Genel olarak sorduğum bu tip sorularda benzer yanıtlar alıyorum. “Bilmem, almıyorum işte!” gibi ön yanıtlar, kişilere neden bu davranışı yaptığını bilmediğini anımsatıyor. Sonraki yanıtlar ise hemen hemen şöyle: “Aynı şeyleri dağıtıyorlar”, “işime yaramıyor”, “satış yapmak için taktik deniyorlar” vs.
Aslında ilk zamanlar, broşür üzerinde yazılanlar benim dikkatimi çekiyordu. Sokaklarda dağıtılan bu kâğıtları alır, “ne bu?” diye bakardım. Fakat bir süre sonra, broşür dağıtanların yanından ben de duyarsızca geçmeye başladım. Onları gerçekten görüyor ama görmemezlikten geliyordum. Neden böyle oldu, ne değişti?
Aslında içinde bulunduğumuz toplum bizi yönlendiriyor. Kimse almayınca biz de almıyoruz. Herkesin yaptığı şeyleri yapıyoruz. Topluma ayak uyduruyoruz.
Kalabalık şehirlerde bu duyarsızlık, küçük yerleşim merkezlerine oranla daha fazla. Çünkü alelacele koşuşturmacalar sırasında toplum olarak insan, duygusal hislerden uzaklaşarak çevreye yabancılaşıyor. Duygusal hislerin yerini, alışılagelmiş mekanik hareketler alıyor.
Bazı ürünlerin satışında broşürlerin araç olarak kullanılması ve “afedersiniz” le başlayan dilenme yöntemleri, sokakta bir şeyler dağıtanlara karşı yabancılaşma nedenlerinden biri. Öyle ki, yakın zamanda gördüğüm bir örnekte içecek firmalarından biri, reklâm için ürününü bedava dağıtmaya kalkmış, ama insanların ilk tepkisi geri çekilme yönünde olmuştu.

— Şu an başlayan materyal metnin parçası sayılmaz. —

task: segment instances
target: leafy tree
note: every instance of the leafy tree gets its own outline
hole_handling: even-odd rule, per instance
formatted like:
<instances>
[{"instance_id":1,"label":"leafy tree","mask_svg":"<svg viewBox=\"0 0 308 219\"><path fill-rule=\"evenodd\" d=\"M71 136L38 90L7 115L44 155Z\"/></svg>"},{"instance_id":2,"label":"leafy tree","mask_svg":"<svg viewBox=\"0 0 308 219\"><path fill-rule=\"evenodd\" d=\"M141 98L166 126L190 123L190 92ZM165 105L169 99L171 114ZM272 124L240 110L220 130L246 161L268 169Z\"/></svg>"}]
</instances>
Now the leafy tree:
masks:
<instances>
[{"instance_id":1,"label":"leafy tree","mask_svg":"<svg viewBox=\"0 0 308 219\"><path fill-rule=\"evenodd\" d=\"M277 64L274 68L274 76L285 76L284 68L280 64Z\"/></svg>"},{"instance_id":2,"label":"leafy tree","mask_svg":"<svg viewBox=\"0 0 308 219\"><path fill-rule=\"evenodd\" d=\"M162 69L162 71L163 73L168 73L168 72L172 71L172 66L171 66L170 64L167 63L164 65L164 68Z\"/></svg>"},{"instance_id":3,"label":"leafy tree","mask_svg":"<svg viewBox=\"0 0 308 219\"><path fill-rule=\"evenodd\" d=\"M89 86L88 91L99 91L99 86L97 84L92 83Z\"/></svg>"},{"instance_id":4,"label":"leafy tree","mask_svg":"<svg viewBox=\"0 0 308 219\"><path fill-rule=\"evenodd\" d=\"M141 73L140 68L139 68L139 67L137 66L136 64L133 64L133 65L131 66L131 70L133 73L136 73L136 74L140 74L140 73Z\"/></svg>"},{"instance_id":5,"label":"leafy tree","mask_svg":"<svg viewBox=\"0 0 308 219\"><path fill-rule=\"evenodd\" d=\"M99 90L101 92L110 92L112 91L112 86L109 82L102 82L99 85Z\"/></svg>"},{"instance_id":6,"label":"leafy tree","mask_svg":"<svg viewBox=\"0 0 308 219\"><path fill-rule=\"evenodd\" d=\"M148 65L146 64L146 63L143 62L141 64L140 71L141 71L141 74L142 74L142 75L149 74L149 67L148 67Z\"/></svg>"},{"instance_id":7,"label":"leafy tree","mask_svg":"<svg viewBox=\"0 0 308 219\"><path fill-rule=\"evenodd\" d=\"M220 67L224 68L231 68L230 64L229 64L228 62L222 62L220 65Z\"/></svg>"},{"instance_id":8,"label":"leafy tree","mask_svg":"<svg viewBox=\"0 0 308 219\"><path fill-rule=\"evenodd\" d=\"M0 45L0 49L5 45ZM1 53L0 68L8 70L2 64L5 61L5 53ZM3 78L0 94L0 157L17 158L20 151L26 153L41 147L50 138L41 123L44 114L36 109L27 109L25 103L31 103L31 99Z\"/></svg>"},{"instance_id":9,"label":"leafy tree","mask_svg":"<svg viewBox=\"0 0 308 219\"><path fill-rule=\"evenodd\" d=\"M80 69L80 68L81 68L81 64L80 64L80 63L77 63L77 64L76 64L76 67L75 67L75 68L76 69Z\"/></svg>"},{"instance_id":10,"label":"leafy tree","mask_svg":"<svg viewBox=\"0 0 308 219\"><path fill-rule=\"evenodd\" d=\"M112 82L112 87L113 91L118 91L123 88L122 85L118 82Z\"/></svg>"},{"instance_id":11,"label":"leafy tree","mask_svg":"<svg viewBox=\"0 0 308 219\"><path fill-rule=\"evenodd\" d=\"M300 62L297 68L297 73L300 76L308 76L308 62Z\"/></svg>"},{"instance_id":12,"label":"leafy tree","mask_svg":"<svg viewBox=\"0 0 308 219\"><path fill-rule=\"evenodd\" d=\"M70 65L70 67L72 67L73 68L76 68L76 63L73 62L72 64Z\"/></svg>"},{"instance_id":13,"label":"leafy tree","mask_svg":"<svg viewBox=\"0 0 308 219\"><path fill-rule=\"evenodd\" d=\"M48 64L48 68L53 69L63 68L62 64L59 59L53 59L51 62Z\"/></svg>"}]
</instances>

Broşürler, internetin yoğun kullanılmadığı zamanlarda başarılı bir reklâm yöntemiydi. Çekiciliği vardı. Gittikçe kinestetik duyulardan uzaklaşıp sanala yönlenme, bu derinliği bitime noktasına geldi. Gerçi boşu boşuna çöpe giden binlerce kâğıdın durumu da engellenmiş oldu.
Sokakta dağıtılan broşürlerin alınmama nedeni, aslında çok derin ve içi kazıldıkça farklı sonuçlar getirebilecek bir konu. Dağıtılan reklâm kâğıtlarına karşı, sizin tepkiniz nedir?